IT-Sicherheit im Handwerksbetrieb – Worauf GaLaBau-Unternehmen achten sollten
Die digitale Infrastruktur von Handwerksbetrieben ist längst zum kritischen Erfolgsfaktor geworden. Auch in der Garten- und Landschaftsbau-Branche verlassen sich Unternehmen auf umfangreiche IT-Systeme – von der Auftragsabwicklung über Personalverwaltung bis zur Maschinensteuerung. Doch diese technologische Vernetzung bringt auch Risiken mit sich, die viele kleinere und mittlere Betriebe unterschätzen.
Alte Sicherheitslücken – ein unterschätztes Risiko
Ein häufiges Problem besteht darin, dass Betriebssysteme und Software über längere Zeit hinweg nicht aktualisiert werden. Dies geschieht oft aus Angst vor Ausfallzeiten oder dem Aufwand einer Umstellung. Doch genau solche veralteten Systeme werden zu bevorzugten Zielen für Cyberangriffe. Sicherheitslücken, die Jahre alt sind, können von Angreifern gezielt ausgenutzt werden – gerade dann, wenn sie öffentlich bekannt sind und entsprechende Exploits verfügbar stehen.
Für GaLaBau-Betriebe bedeutet dies: Ein Sicherheitsvorfall kann nicht nur zum Datenverlust führen, sondern auch den laufenden Betrieb lahmlegen. Die Koordination von Baustellen, die Kommunikation mit Kunden oder der Zugriff auf wichtige Dokumentation können unterbrochen werden – mit erheblichen wirtschaftlichen Folgen.

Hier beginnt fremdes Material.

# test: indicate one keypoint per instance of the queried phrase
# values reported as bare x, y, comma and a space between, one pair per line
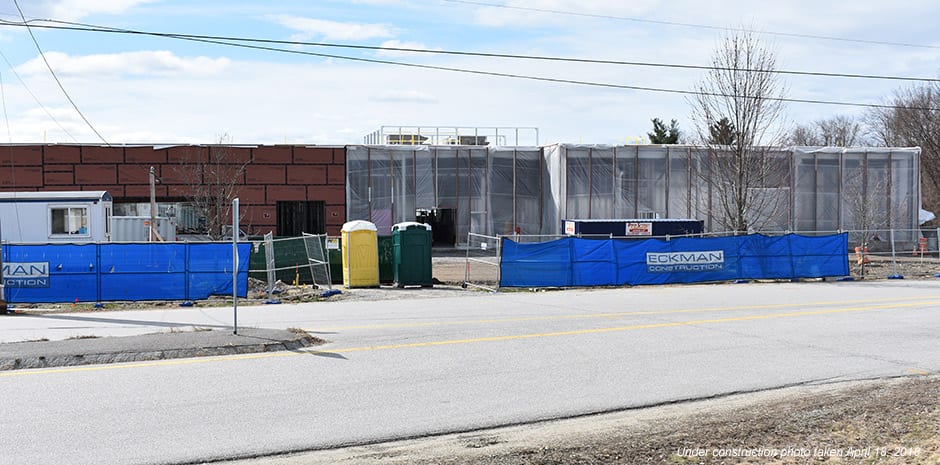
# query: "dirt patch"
873, 422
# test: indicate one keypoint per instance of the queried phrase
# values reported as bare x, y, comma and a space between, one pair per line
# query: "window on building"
296, 218
69, 221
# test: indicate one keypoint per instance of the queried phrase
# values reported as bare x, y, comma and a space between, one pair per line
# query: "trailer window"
70, 221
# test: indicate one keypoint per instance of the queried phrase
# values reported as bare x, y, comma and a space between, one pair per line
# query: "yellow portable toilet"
360, 254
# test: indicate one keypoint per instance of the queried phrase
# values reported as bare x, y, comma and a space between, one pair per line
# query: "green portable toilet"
412, 250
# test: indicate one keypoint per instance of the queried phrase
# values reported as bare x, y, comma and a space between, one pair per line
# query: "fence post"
235, 266
97, 272
186, 271
894, 258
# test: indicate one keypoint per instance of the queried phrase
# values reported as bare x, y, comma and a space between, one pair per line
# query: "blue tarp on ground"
51, 273
572, 262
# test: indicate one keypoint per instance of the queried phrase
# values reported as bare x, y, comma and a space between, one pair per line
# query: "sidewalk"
148, 347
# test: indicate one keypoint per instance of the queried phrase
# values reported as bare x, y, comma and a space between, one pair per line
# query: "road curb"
148, 347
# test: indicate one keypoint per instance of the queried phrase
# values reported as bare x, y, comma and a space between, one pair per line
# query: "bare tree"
913, 120
838, 131
742, 89
213, 183
804, 136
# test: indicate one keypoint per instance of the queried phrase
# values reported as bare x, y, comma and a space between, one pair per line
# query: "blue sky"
138, 89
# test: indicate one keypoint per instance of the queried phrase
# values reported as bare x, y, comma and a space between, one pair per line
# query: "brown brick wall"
273, 173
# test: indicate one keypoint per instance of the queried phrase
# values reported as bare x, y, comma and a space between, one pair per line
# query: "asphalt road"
408, 368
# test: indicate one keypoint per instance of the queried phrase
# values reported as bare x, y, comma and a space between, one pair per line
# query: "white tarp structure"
504, 190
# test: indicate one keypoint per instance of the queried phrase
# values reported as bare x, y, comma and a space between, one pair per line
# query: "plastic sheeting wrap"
573, 262
501, 190
104, 272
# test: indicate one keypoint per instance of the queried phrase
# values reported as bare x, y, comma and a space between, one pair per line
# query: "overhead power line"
240, 43
56, 78
36, 99
692, 25
67, 25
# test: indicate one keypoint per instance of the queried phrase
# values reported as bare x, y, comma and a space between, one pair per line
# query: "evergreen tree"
663, 135
722, 133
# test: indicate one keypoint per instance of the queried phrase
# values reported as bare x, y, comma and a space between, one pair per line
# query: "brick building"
284, 188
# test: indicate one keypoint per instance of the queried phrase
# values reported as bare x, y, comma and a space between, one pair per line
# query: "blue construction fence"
50, 273
573, 262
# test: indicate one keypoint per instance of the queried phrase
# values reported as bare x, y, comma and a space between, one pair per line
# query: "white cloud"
400, 44
72, 10
413, 96
547, 12
143, 63
332, 30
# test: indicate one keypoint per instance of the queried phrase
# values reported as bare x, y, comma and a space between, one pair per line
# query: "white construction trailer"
55, 217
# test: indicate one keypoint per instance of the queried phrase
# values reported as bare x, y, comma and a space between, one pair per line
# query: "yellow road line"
191, 361
609, 314
622, 328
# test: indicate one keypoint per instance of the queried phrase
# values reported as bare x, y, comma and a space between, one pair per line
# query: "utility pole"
3, 303
153, 204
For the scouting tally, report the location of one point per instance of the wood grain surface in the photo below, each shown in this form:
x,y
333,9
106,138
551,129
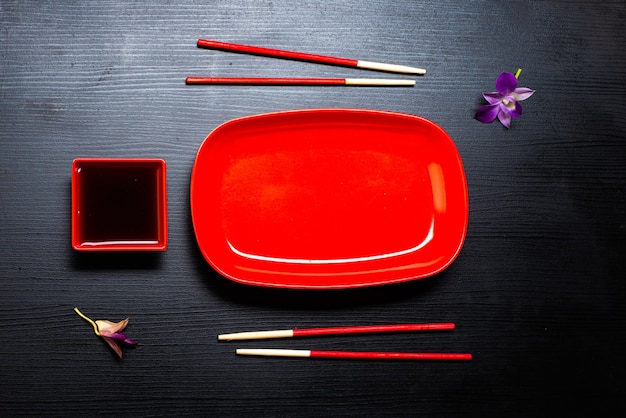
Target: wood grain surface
x,y
538,292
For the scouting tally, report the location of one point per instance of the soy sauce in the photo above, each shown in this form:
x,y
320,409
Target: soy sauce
x,y
119,203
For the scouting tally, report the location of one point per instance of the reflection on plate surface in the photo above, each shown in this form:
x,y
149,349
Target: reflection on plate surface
x,y
329,198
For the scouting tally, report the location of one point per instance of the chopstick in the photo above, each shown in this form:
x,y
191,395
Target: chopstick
x,y
302,56
366,355
309,332
273,81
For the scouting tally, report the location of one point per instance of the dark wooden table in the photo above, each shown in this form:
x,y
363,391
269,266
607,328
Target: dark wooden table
x,y
538,291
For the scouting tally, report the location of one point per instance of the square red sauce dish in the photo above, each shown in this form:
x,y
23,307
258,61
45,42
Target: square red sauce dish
x,y
119,204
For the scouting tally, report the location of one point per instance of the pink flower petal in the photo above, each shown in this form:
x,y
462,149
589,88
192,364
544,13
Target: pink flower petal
x,y
522,93
505,119
493,98
108,327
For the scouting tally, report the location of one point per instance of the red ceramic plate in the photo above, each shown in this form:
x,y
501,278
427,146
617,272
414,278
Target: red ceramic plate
x,y
330,198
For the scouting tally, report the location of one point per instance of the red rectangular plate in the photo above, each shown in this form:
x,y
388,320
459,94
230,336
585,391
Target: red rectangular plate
x,y
329,198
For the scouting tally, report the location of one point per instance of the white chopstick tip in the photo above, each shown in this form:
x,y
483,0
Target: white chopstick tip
x,y
394,68
388,82
256,335
271,352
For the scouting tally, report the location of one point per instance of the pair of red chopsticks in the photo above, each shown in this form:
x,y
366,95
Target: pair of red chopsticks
x,y
302,56
371,355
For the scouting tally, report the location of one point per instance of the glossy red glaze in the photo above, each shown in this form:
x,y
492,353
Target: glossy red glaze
x,y
378,355
330,198
277,53
119,204
267,81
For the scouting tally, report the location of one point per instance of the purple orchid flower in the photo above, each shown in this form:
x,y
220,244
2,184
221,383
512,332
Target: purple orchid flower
x,y
110,332
504,103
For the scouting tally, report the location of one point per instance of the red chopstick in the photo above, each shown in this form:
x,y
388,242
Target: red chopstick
x,y
309,332
302,56
366,355
272,81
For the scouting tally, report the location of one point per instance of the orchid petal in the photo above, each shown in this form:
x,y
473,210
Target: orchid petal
x,y
522,93
506,83
114,345
517,112
123,338
505,119
487,114
493,97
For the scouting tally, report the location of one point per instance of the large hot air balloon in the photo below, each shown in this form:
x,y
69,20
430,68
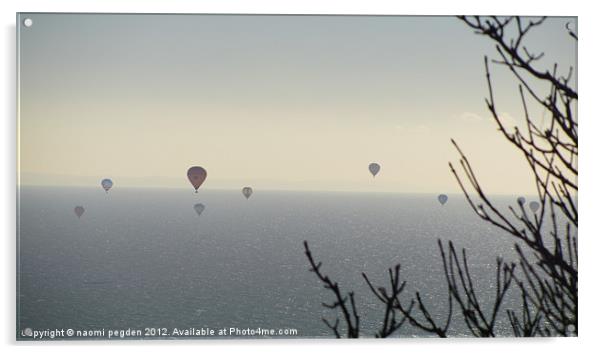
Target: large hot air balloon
x,y
196,176
442,199
106,184
247,191
534,206
79,211
374,168
199,208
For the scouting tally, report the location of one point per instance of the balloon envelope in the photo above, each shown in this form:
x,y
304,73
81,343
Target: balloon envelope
x,y
199,208
79,211
521,200
534,206
106,184
196,176
247,191
374,168
442,198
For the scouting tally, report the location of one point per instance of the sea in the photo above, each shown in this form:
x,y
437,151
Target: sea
x,y
141,264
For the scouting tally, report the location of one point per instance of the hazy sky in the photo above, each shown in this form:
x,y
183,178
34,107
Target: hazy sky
x,y
275,102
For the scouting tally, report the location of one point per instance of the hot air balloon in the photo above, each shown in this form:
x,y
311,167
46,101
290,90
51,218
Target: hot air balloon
x,y
442,199
199,208
79,211
106,184
374,168
534,206
196,176
247,191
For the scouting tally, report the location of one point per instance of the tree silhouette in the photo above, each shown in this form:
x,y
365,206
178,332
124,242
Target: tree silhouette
x,y
545,272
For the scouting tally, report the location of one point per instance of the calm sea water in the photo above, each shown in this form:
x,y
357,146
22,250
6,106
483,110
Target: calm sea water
x,y
142,258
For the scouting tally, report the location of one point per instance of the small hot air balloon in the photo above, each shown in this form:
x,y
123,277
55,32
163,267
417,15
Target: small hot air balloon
x,y
79,211
374,168
199,208
196,176
534,206
442,199
247,191
106,184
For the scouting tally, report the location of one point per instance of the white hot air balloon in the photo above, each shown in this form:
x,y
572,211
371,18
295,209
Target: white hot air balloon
x,y
106,184
374,168
247,191
534,206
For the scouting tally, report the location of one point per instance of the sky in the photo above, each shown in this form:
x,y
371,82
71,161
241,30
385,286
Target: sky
x,y
273,102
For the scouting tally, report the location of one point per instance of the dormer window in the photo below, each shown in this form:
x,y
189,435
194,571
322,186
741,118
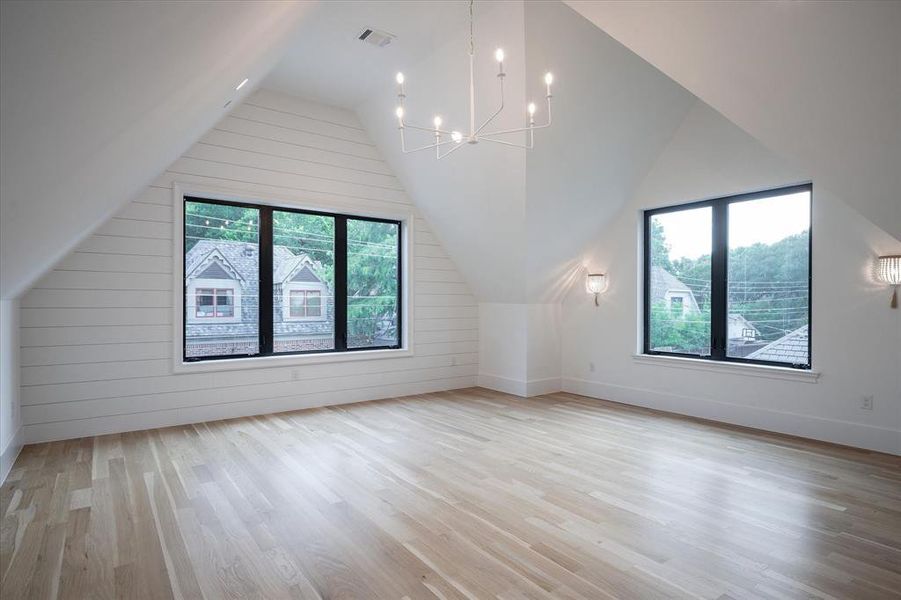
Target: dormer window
x,y
213,302
305,303
263,281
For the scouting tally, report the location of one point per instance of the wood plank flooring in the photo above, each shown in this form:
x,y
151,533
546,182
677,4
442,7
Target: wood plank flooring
x,y
454,495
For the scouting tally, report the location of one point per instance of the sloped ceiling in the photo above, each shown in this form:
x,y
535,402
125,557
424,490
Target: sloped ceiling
x,y
514,222
818,83
613,115
96,98
326,62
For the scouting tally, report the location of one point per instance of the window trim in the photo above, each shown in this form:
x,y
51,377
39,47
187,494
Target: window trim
x,y
289,201
719,313
305,305
215,305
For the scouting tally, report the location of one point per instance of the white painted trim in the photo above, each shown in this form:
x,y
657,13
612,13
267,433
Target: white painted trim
x,y
9,454
267,362
187,415
752,370
518,387
539,387
497,383
408,226
881,439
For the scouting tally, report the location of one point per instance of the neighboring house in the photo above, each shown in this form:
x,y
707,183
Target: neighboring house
x,y
741,330
791,348
222,305
666,288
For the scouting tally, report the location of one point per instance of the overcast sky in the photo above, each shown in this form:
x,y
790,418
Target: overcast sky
x,y
755,221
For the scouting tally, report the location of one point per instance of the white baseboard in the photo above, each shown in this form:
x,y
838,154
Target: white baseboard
x,y
859,435
539,387
519,387
10,453
64,430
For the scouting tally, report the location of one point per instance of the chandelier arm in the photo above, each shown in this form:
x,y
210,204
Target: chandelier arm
x,y
451,151
530,127
403,145
497,112
506,143
429,129
433,145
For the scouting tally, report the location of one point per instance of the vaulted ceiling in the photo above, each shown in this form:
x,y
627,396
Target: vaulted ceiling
x,y
97,98
818,83
515,221
94,106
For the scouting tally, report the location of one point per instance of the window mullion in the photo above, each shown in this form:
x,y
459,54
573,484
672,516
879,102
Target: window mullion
x,y
340,283
265,293
718,281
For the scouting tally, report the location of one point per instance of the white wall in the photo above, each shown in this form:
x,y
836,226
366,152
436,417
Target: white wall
x,y
10,414
96,336
818,82
475,197
503,340
519,348
613,114
856,337
94,106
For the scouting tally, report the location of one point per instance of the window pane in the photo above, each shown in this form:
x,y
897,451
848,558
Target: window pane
x,y
303,261
296,309
679,318
222,264
225,303
372,291
768,287
313,304
204,305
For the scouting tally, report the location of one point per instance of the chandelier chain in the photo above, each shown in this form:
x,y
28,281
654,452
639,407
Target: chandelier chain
x,y
452,139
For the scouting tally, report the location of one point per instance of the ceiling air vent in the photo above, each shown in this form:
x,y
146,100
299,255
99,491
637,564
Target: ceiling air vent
x,y
375,37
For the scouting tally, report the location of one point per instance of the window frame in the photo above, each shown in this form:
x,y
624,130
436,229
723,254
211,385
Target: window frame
x,y
266,325
719,269
305,292
215,296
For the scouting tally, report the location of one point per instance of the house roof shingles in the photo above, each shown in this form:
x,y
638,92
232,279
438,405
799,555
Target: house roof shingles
x,y
790,348
663,281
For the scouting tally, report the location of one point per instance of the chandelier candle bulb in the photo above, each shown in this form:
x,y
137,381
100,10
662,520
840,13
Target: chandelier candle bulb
x,y
477,132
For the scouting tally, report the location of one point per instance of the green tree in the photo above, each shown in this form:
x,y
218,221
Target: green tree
x,y
659,247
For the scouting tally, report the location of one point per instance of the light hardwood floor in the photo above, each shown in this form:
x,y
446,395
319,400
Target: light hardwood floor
x,y
464,494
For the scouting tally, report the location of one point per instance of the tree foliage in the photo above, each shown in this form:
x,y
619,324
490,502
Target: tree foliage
x,y
767,285
371,257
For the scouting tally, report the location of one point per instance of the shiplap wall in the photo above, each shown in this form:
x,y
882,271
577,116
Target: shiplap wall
x,y
96,332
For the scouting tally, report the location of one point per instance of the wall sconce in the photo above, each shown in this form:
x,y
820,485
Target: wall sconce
x,y
596,283
890,272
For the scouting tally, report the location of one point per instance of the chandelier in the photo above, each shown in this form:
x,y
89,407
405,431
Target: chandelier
x,y
454,138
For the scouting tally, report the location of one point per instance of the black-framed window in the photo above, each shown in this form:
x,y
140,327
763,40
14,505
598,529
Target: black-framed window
x,y
298,281
729,279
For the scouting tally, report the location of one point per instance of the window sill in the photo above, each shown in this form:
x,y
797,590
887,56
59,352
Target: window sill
x,y
766,371
291,360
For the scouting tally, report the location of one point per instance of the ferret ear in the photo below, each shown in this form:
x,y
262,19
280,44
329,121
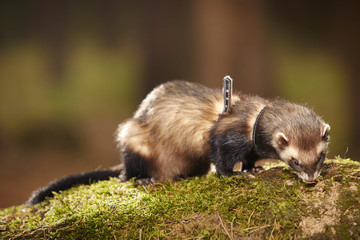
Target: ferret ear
x,y
325,132
281,140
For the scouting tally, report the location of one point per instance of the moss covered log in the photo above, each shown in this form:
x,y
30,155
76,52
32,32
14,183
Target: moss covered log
x,y
275,204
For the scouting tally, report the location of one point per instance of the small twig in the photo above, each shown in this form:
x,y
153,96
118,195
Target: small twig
x,y
232,227
249,220
223,225
258,228
272,231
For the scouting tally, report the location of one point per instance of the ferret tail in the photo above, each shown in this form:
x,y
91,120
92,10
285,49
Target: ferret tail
x,y
67,182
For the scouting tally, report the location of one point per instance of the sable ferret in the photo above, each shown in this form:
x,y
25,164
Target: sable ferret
x,y
181,128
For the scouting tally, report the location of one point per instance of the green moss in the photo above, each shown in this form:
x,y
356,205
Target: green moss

Regelmäßige Updates sind unverzichtbar
Sicherheitsupdates sollten als Betriebspflege verstanden werden, nicht als optionale Maßnahme. Moderne Betriebssysteme und Office-Software erhalten regelmäßig Patches, die bekannte Schwachstellen schließen. Eine strukturierte Update-Politik schafft hier Abhilfe: Das Einspielen von Updates sollte geplant und dokumentiert erfolgen, idealerweise in Wartungsfenstern außerhalb der Kernarbeitszeiten.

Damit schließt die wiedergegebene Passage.